Recognising the Signs of a Gambling Disorder

Gambling is an activity in which people risk money or items of value on events with a degree of chance or randomness. It can be done on a variety of platforms, including cards, scratchcards, lottery games, roulette, online casinos and sports betting. It can also include more serious forms of gambling, such as betting on business or sporting events or speculating on financial markets (including stock markets).

Gambling can be addictive and affect your health and wellbeing. It is important to recognise the signs and get help if you think you or someone you know has a gambling problem.

Trying to win at a game that you don’t understand can lead to frustration and resentment. It is better to stick with games that you are familiar with and have a good understanding of. This will give you a better chance of winning and make the experience more enjoyable for everyone involved.

Many people use gambling as a way to self-soothe unpleasant emotions, distract themselves or socialise. However, it is possible to do these things in healthier ways, such as exercising, spending time with friends who don’t gamble or learning relaxation techniques.

When you gamble, your brain produces dopamine, the feel-good neurotransmitter, which makes you excited and gives you a rush when you win. But, it can also cause you to overestimate the relationship between your actions and uncontrollable events. This is known as the “illusion of control” and can cause you to keep gambling even when it is costing you money.

It is important to only gamble with money that you can afford to lose. Gambling can be addictive and it is easy to spend more than you intend on a single session. It is a good idea to set a budget for gambling each week and stick to it. It is also a good idea to take regular breaks, as this will prevent you from losing focus.

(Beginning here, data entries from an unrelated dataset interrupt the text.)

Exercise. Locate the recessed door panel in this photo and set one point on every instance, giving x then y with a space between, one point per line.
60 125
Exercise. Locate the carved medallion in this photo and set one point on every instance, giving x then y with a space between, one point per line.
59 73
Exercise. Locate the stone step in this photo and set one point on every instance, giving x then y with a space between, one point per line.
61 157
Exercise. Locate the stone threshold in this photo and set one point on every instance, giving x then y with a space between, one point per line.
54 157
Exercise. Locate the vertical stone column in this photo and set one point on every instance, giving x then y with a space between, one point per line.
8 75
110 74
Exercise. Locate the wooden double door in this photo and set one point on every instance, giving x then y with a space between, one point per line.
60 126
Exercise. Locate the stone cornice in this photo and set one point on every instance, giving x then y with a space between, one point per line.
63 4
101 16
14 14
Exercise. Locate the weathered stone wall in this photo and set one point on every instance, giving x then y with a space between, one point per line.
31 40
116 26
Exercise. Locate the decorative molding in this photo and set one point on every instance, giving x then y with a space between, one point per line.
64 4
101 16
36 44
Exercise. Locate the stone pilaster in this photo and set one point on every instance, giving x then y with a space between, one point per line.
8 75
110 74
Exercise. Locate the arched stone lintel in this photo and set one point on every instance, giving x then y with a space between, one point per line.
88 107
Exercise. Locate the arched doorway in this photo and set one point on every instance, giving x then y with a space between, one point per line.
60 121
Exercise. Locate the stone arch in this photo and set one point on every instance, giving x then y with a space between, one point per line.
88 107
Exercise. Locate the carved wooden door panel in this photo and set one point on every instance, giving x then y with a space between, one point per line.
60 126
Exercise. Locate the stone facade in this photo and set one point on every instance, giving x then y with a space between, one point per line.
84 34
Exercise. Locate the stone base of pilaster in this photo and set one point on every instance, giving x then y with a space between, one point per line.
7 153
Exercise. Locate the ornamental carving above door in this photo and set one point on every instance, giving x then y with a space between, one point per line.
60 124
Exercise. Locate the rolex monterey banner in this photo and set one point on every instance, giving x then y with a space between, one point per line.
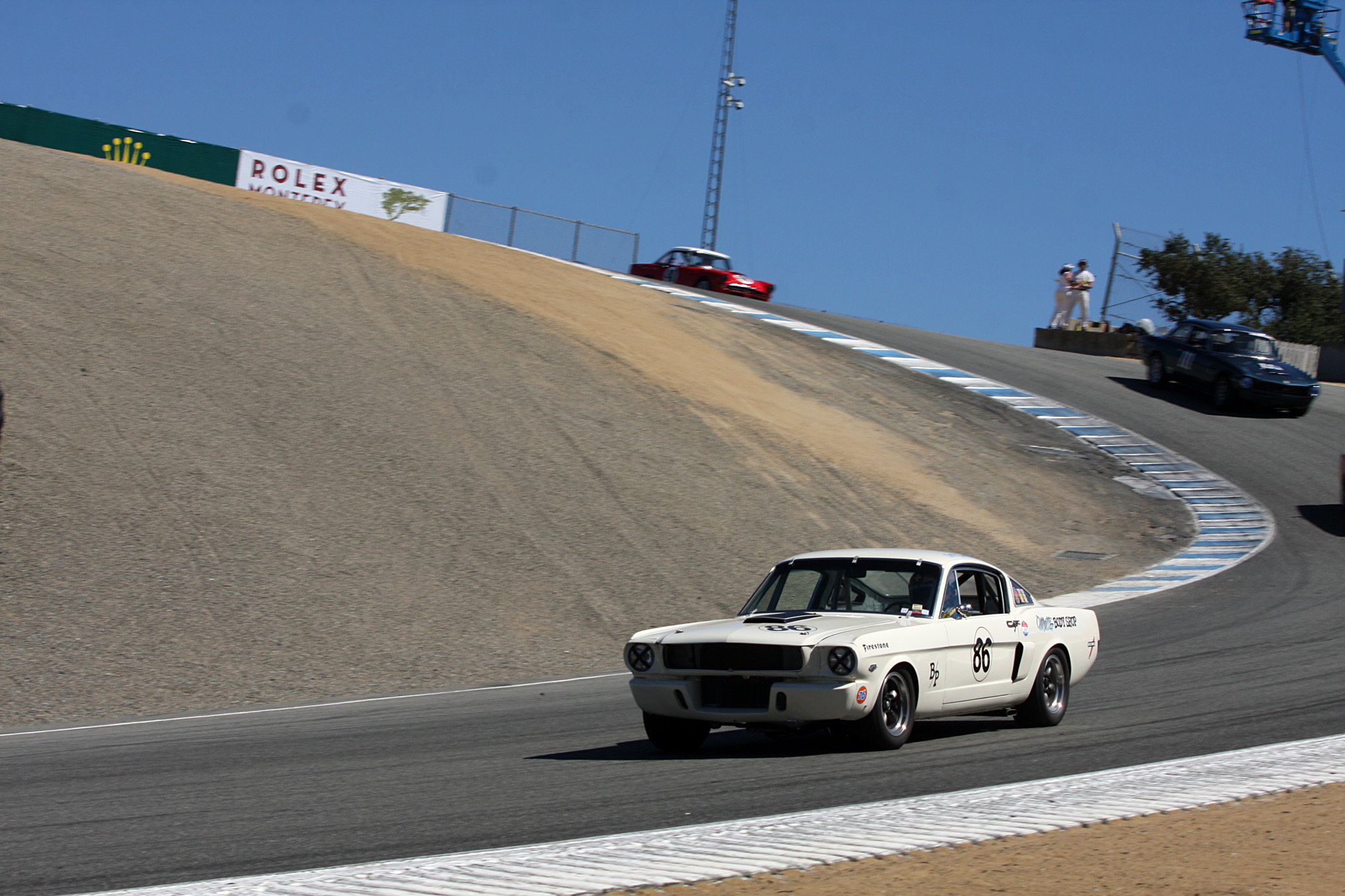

A person with a gambling disorder can have symptoms such as:

In some cases, a person who has a gambling disorder may benefit from psychotherapy or family therapy. This can help them consider how their gambling behaviours have impacted on their relationships and the wider family and how to change these patterns. In addition, there are a number of support groups for families affected by gambling problems, such as Gam-Anon. Medications are not used to treat gambling disorders, but may be helpful in treating co-occurring conditions such as depression or anxiety. If you have a gambling disorder, it is important to seek help from a trained professional as soon as possible. It is recommended that you try to find a local support service or call a national helpline. There are also a number of different self-help books available on the subject. Some of these contain practical advice, while others offer support and a community for those who are struggling with gambling addiction.